ICPR wins public engagement award for its prisons research
Birkbeck’s annual Public Engagement Awards recognise and celebrate researchers who have undertaken innovative and exemplary public engagement activities. ICPR has won this year’s Birkbeck Public Engagement award in the category ‘public participation in research’. This category recognises projects in which the involvement of the public or various publics is an inherent part of the research process.
ICPR’s prisons researchers Catherine Heard, Helen Fair and Jessica Jacobson, worked on the project ‘Understanding and reducing the use of imprisonment in ten countries’ between 2017 and 2021. The research focused on a diverse group of ten jurisdictions: Kenya, South Africa, Brazil, the United States, India, Thailand, England & Wales, Hungary, the Netherlands and Australia.

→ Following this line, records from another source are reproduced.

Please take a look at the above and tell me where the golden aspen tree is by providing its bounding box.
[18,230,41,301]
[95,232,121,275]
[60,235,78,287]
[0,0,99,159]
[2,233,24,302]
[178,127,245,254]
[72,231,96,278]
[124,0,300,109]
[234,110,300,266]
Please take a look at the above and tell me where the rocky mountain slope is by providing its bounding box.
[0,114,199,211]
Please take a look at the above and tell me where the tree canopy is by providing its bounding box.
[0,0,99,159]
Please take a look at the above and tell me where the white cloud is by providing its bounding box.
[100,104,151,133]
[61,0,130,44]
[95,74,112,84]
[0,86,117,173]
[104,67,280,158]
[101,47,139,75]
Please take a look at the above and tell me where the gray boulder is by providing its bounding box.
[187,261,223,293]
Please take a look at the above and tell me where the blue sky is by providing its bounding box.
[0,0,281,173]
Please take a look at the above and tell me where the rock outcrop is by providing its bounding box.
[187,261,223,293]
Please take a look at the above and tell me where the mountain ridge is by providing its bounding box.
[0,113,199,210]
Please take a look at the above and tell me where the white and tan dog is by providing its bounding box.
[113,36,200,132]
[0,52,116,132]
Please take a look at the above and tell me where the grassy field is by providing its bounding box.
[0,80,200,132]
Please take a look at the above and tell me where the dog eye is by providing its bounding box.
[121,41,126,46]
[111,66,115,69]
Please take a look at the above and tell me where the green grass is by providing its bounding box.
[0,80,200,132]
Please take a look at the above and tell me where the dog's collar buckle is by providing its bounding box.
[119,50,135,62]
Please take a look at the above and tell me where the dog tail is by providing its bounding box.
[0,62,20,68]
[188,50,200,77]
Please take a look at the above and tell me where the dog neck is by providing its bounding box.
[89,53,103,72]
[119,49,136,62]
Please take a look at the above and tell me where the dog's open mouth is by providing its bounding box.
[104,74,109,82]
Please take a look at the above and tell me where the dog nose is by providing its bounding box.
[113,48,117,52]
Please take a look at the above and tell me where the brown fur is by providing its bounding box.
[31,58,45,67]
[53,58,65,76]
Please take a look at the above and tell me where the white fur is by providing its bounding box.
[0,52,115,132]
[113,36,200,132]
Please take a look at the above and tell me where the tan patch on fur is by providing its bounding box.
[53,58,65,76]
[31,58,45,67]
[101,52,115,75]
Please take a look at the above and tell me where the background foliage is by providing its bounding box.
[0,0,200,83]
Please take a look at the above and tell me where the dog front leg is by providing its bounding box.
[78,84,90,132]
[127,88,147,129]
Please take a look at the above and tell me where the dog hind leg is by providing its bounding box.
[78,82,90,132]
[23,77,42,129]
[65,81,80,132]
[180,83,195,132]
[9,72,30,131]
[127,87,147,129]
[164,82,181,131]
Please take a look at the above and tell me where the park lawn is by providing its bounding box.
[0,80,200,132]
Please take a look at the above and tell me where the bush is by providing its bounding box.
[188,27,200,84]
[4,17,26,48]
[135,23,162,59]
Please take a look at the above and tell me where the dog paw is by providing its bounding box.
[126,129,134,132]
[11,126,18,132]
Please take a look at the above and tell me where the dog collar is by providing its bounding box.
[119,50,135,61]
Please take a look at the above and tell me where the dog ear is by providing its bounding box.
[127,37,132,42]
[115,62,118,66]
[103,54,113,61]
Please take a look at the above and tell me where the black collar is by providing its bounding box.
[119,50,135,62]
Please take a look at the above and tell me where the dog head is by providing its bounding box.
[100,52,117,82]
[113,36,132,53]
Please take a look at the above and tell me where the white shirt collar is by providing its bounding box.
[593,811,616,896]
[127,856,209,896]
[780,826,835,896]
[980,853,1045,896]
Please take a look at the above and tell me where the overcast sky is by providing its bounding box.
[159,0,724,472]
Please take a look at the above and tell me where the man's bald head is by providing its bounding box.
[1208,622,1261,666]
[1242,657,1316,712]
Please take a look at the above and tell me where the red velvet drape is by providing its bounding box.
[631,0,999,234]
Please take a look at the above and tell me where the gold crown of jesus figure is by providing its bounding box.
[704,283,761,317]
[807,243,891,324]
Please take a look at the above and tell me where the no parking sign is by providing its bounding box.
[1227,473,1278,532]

Throughout the project, the ICPR team collaborated with a wide range of research and policy partners including criminal lawyers, academics, prisoners, ex-prisoners and civil society organisations, in the ten countries and beyond.
The Birkbeck awards also recognised Camillia Kong, Penny Cooper and Rebecca Stickler of ICPR, for their project 'Judging Values and Participation in Mental Capacity Law’, which was highly commended in the category ‘public empowerment’.
This project has sought to explore the deeper values that bear on the judicial deliberative process in interpreting the Mental Capacity Act’s principles and procedures, such as the status of the subject of proceedings (P’s) participation in legal proceedings about capacity and best interests.